Featured is a chart that compares GDX (the miners ETF), to the S&P 500 index. The pattern is an Advancing Right Angled Triangle (ARAT). The supporting indicators are positive. A breakout at the blue arrow will be very bullish for gold and mining stocks, and bearish for generic stocks.
This chart courtesy www.macrotrends.net is one of our most popular charts. It features the gold price compared to the US Monetary Base. The current ratio of 0.3 is just above the lowest reading in 100 years! This means gold is the cheapest in 100 years! The time to buy gold is when it is cheap in comparison to the Monetary Base (as now), and the time to sell is when the ratio rises above 3.5, as it did in 1980.
This chart courtesy Goldchartsrus.com shows the ‘real rate of inflation’. When the rate is below zero and falling (as now), we expect gold to rise in price, based on historical performance.
This chart courtesy Goldchartsrus.com shows gold holdings in trusts and ETFs are on the rise again.
This chart courtesy Smaulgld.com shows a major contributor to the current bullish fundamentals in gold. Chinese investors and jewelers purchased 179 tonnes of gold at the SGE in February. This was the highest number for any February on record! This amounts to well over half of all the gold that was mined during the month of February.

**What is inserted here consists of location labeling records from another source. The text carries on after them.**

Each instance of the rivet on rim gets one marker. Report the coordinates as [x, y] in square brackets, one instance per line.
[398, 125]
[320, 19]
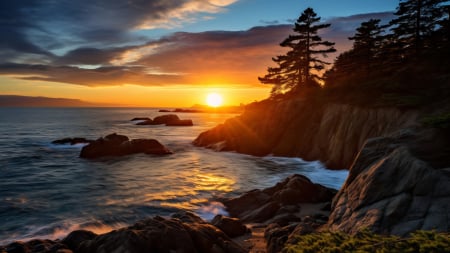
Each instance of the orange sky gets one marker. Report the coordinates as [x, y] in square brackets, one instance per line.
[133, 53]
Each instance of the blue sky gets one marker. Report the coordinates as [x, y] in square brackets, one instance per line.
[83, 48]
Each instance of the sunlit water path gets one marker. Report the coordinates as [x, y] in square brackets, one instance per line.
[46, 190]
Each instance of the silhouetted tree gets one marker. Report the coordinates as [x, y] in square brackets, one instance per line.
[301, 65]
[367, 44]
[415, 23]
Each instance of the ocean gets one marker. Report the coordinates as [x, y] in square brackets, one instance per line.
[46, 190]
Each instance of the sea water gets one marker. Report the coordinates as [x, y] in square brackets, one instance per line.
[46, 190]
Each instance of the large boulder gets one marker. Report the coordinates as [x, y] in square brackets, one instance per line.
[119, 145]
[181, 122]
[165, 119]
[283, 200]
[72, 141]
[233, 227]
[163, 235]
[395, 186]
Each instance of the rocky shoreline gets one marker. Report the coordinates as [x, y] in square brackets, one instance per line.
[296, 200]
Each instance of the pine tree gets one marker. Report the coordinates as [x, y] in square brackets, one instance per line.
[301, 65]
[367, 44]
[416, 22]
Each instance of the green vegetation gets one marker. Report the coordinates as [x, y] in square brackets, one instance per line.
[328, 242]
[403, 63]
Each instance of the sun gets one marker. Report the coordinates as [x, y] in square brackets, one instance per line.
[214, 99]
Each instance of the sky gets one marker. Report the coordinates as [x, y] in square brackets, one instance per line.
[167, 53]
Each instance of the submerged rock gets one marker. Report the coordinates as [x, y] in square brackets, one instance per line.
[72, 141]
[233, 227]
[181, 122]
[163, 235]
[274, 203]
[119, 145]
[140, 118]
[168, 120]
[184, 232]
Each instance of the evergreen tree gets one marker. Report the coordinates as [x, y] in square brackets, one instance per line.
[416, 22]
[301, 65]
[367, 44]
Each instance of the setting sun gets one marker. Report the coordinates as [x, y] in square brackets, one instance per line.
[214, 99]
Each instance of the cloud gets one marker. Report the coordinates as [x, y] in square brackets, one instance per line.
[211, 57]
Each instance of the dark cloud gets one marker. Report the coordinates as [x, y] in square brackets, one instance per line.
[180, 58]
[103, 76]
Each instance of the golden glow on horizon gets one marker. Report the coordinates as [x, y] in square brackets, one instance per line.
[137, 95]
[214, 99]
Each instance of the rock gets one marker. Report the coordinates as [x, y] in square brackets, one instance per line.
[232, 227]
[283, 198]
[140, 118]
[181, 122]
[165, 119]
[390, 190]
[163, 235]
[293, 127]
[145, 122]
[119, 145]
[36, 246]
[276, 236]
[75, 238]
[72, 141]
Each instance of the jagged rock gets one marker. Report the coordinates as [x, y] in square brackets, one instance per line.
[163, 235]
[165, 119]
[145, 122]
[181, 122]
[119, 145]
[294, 128]
[390, 190]
[233, 227]
[36, 246]
[75, 238]
[281, 199]
[72, 141]
[140, 118]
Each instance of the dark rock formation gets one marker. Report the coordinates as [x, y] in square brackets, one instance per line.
[392, 189]
[36, 246]
[168, 120]
[72, 141]
[330, 133]
[145, 122]
[163, 235]
[165, 119]
[119, 145]
[140, 118]
[181, 122]
[184, 232]
[276, 203]
[232, 227]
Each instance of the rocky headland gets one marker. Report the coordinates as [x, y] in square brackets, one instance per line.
[399, 167]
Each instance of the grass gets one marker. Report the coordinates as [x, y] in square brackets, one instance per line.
[365, 241]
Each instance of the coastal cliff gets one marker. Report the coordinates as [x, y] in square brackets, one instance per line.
[398, 167]
[332, 133]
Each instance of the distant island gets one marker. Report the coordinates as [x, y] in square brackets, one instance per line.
[28, 101]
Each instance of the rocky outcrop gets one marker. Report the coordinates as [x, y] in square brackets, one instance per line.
[397, 185]
[120, 145]
[331, 133]
[281, 203]
[184, 232]
[72, 141]
[168, 120]
[232, 227]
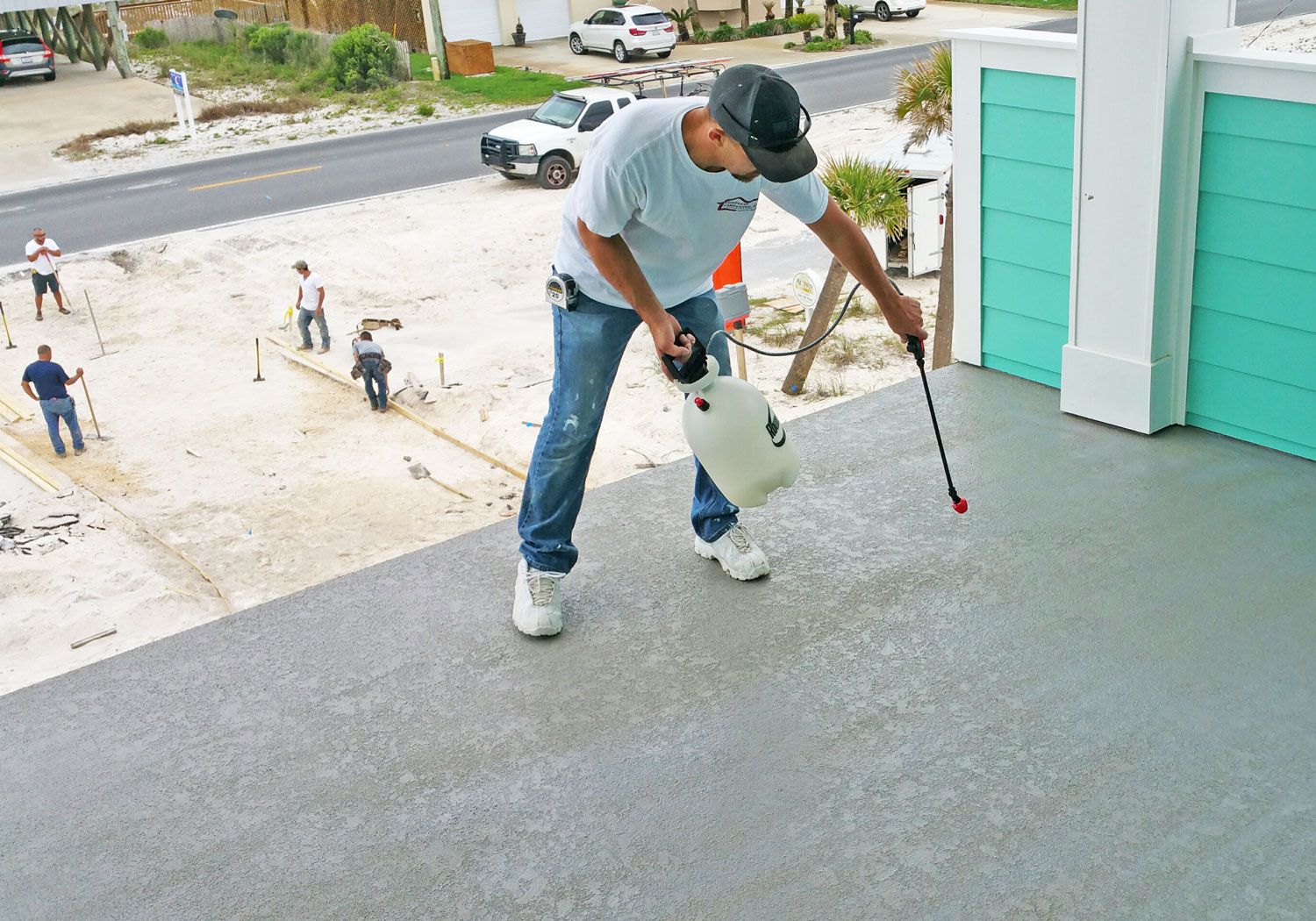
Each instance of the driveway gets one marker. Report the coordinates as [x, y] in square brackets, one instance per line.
[36, 118]
[554, 57]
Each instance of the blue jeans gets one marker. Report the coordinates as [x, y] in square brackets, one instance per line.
[587, 346]
[374, 379]
[304, 318]
[62, 408]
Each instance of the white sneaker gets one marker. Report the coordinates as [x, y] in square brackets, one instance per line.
[736, 550]
[539, 602]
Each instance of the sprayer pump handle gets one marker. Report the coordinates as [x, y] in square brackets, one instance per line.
[694, 368]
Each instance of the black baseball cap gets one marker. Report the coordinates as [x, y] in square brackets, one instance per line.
[762, 113]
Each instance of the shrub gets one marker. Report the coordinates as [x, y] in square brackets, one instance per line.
[362, 58]
[763, 29]
[150, 37]
[826, 45]
[281, 44]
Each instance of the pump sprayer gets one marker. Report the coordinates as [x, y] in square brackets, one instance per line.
[732, 431]
[737, 437]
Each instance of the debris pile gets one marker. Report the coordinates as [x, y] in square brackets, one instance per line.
[44, 534]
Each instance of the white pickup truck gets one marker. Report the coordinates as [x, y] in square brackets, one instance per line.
[552, 142]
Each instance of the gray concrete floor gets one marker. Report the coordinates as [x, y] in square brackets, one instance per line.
[1091, 696]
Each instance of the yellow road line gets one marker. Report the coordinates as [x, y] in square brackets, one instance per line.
[12, 408]
[252, 179]
[29, 468]
[394, 407]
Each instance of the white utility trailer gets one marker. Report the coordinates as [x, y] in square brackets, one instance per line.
[928, 168]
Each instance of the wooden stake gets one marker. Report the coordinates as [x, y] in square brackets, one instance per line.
[97, 326]
[820, 320]
[91, 37]
[111, 632]
[10, 339]
[65, 23]
[740, 352]
[92, 411]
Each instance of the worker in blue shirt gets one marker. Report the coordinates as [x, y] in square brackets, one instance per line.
[52, 383]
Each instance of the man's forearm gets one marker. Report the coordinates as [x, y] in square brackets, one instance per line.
[619, 268]
[852, 247]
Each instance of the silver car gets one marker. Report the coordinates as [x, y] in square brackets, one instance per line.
[24, 54]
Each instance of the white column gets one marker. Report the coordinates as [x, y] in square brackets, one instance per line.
[1131, 183]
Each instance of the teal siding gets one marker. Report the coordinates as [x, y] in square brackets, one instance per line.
[1252, 352]
[1026, 211]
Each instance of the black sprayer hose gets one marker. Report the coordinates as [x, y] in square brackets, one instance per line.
[913, 345]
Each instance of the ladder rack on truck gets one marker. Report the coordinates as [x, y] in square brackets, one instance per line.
[657, 76]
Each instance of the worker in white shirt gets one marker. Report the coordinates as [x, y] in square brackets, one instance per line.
[42, 254]
[311, 303]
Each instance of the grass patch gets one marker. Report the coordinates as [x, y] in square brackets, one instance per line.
[81, 145]
[505, 86]
[826, 389]
[213, 66]
[290, 105]
[841, 350]
[1034, 4]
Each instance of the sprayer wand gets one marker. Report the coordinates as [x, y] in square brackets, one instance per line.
[915, 347]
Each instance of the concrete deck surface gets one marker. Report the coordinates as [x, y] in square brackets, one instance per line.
[1090, 697]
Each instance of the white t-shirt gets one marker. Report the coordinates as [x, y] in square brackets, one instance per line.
[311, 286]
[678, 220]
[45, 263]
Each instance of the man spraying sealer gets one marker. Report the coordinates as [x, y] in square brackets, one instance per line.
[668, 191]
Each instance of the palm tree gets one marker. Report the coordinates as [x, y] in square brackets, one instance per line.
[923, 99]
[682, 18]
[874, 196]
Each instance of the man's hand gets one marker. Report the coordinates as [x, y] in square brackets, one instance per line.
[905, 318]
[669, 341]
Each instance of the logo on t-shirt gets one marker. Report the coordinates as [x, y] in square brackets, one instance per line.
[737, 204]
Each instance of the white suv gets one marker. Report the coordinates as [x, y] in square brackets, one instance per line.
[884, 10]
[624, 31]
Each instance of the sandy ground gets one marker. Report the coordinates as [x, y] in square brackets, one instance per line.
[1297, 36]
[247, 133]
[275, 486]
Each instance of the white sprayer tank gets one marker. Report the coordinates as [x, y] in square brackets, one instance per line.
[737, 437]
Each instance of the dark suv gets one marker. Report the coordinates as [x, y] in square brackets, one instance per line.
[24, 54]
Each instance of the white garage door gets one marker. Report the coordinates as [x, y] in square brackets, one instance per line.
[473, 18]
[544, 18]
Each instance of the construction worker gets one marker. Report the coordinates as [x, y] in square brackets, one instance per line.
[669, 189]
[52, 383]
[42, 253]
[370, 357]
[311, 303]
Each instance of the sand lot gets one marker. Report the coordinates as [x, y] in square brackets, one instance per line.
[270, 487]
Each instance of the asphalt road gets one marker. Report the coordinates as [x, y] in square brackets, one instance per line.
[118, 210]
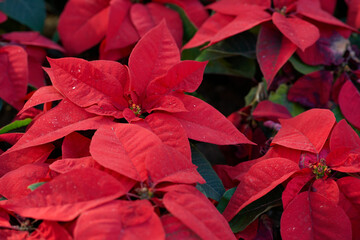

Featured is the index that compares silver to gold. For the past year silver has outperformed gold. A breakout at the blue arrow will cause the trend to pick up momentum. It will be bullish for gold but even more bullish for silver. The 50 week moving average is about to perform a 'bullish crossover'.
This chart courtesy Goldchartsrus.com shows holdings of silver bullion at trusts and ETFs is rising again, after a four month decline.